Issue 49 |
Fall 1989

Contributors' Notes

by Staff

MASTHEAD

Coordinating Editor for This Issue

James Carroll

Directors

DeWitt Henry

Peter O'Malley

Managing Editor / Associate Fiction Editor

Don Lee

Assistant Editor

David Daniel

Editorial Assistant

Elizabeth Detwiler

Copy Editor

Mariette Lippo

Thanks this issue to:

Kathleen Anderson and Bob Soorian; our intern Ivan Kreilkamp; and our readers Billie Ingram, Mariette Lippo, Elizabeth Detwiler, Jim Mulhern, Keith Jardim, Sarah Dillingham, Kathy Herold, and Nina Nickles.

CONTRIBUTORS

Tony Ardizzone's recent books include
Heart of the Order, which received the Virginia Prize for Fiction, and
The Evening News, winner of the Flannery O'Connor Award for Short Fiction. His story "Larabi's Ox" was given
Prairie Schooner's 1988 Lawrence Foundation-Award. He teaches in the graduate writing program at Indiana University.

Rick Bass's stories and essays have appeared in
The Paris Review, Esquire, Harper's, Antaeus, The Quarterly, Gentleman's Quarterly, and other magazines, and have been widely anthologized. A short story collection.
The Watch, was published by W. W. Norton this year, and a collection of essays,
Oil Notes, was published by Seymour Lawrence/Houghton Mifflin. Another essay collection,
Winter, is forthcoming in January.

Paul Buttenwieser writes fiction and practices psychiatry in Cambridge, Massachusetts. His most recent novel,
Their Pride and Joy, appeared in paperback last year.

Annie Dillard has written eight books, including
The Writing Life, published this month.

Jennifer Egan's short fiction has appeared in
The North American Review and
The New Yorker, and will be forthcoming in
Boulevard.

Jeffrey Goodell is a writer living in New York City.

Judith Grossman is the author of a novel,
Her Own Terms (Soho Press, 1988), and teaches literature and writing in the Boston area.

Alice Hoffman is the author of seven novels, including
At Risk and
Illumination Night. "Sleep Tight" is a selection from her forthcoming novel,
Seventh Heaven.

Ward Just was born in 1935. He is the author of two collections of short stories and eight novels, of which the latest is
Jack Gance.

Robie Macauley is a critic and fiction writer who lives in Boston.

Cynthia Nartonis's work has been widely collected and exhibited, most recently at the Mary Ryan Gallery in New York City. She has been developing her unique process of making screen monoprints over the last six years.

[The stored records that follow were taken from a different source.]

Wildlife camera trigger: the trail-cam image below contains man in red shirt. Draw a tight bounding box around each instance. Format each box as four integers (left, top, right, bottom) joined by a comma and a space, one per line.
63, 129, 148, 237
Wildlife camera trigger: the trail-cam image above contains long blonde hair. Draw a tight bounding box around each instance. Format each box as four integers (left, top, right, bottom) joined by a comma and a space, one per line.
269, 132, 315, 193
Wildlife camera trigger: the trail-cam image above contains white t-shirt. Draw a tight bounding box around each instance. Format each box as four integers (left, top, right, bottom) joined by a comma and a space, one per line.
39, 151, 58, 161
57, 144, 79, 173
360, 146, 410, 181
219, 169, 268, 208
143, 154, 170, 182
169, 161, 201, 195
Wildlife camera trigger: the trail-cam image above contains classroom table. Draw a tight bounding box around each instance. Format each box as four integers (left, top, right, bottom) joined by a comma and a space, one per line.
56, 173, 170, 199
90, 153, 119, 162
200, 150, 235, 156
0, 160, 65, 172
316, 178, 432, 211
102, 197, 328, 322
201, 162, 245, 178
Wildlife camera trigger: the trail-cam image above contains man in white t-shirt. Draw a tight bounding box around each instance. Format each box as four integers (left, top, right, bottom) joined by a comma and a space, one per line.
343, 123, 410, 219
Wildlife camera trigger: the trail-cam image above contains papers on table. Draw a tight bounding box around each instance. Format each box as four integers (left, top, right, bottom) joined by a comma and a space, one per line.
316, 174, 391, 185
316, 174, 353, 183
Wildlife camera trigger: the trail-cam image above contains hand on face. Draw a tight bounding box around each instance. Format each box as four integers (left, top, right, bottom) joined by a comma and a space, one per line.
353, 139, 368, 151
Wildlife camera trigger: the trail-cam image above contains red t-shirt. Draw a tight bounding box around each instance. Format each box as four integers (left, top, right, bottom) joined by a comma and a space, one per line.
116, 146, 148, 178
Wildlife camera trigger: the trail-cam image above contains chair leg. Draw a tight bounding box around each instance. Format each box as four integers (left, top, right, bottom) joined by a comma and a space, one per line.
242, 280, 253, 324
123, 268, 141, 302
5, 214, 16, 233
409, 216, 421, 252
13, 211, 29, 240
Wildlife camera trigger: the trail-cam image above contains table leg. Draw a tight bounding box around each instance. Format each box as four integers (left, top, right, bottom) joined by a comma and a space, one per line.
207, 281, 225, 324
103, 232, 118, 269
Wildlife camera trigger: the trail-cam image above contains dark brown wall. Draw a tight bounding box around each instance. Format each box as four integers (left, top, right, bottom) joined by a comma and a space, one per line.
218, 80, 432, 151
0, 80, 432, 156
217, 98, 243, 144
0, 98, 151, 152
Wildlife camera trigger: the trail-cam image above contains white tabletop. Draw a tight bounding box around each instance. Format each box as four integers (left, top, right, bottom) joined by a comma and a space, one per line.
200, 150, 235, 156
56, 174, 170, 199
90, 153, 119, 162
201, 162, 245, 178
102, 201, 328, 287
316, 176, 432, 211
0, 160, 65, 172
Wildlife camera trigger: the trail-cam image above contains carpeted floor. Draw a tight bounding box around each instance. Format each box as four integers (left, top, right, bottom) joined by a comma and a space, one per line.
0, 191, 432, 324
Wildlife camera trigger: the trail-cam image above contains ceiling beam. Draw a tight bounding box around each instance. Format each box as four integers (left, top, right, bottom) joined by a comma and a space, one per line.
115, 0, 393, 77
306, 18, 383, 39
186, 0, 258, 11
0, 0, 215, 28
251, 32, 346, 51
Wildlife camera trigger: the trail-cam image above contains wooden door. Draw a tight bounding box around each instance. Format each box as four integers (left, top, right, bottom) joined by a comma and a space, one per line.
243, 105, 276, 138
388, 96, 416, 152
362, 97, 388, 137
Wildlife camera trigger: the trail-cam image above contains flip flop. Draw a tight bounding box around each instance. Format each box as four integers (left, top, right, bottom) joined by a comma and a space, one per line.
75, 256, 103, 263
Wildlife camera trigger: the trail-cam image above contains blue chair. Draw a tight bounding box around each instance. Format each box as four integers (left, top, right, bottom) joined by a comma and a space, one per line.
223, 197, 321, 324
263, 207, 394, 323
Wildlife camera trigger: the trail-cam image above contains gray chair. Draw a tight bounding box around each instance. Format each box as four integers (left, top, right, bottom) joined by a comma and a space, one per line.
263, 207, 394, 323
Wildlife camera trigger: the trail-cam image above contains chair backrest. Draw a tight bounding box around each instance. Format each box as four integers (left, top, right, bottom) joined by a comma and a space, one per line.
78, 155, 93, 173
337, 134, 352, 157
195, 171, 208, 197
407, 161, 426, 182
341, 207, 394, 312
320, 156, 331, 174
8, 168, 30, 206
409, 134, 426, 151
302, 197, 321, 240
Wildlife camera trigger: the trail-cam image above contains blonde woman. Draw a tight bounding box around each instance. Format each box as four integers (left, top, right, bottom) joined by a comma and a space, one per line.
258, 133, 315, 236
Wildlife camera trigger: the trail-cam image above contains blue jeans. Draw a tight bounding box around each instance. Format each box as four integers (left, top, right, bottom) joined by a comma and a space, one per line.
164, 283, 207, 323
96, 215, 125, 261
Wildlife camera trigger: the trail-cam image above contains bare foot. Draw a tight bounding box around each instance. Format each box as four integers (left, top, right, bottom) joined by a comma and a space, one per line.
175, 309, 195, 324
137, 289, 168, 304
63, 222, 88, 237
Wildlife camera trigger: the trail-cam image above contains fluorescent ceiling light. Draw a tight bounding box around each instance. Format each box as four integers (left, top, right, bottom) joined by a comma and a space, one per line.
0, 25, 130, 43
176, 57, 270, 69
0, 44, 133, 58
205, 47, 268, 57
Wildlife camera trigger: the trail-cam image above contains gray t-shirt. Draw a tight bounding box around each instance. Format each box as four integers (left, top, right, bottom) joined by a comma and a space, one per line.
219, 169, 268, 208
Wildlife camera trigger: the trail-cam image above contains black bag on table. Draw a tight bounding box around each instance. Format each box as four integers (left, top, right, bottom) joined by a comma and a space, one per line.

Barbara Nodine, who lives in Madison, Wisconsin, has published short stories in
Ascent, Kansas Quarterly, and
Carolina Quarterly.

George Packer's
The Village of Waiting, an account of his years in the Peace Corps in West Africa, was published last year by Vintage Departures/Random House. His fiction, essays, and reviews have appeared in
The Virginia Quarterly, The New York Times Book Review, The Village Voice, Mother Jones, The Nation, and
Dissent.

Pamela Painter's story collection,
Getting to Know the Weather, won the Great Lakes College Association New Writer Award in 1986. Since then her stories have been published in
Harper's, Mademoiselle, and other magazines, and are forthcoming in
The Atlantic and
Kenyon Review. She is a founding editor of
StoryQuarterly.

Christopher Tilghman's stories have appeared recently in
The Virginia Quarterly Review and
Sewanee Review. He was selected by Andre Dubus as a "Fiction Discovery" in
Ploughshares, Vol. 14, Nos. 2 & 3. "In a Father's Place" is the title story of his first collection due out in May 1990 from Farrar, Straus & Giroux.

Theodore Weesner is the author of
The Car Thief, A German Affair, and
The True Detective. His short fiction has been published in
The New Yorker, Esquire, The Atlantic Monthly, and many other periodicals.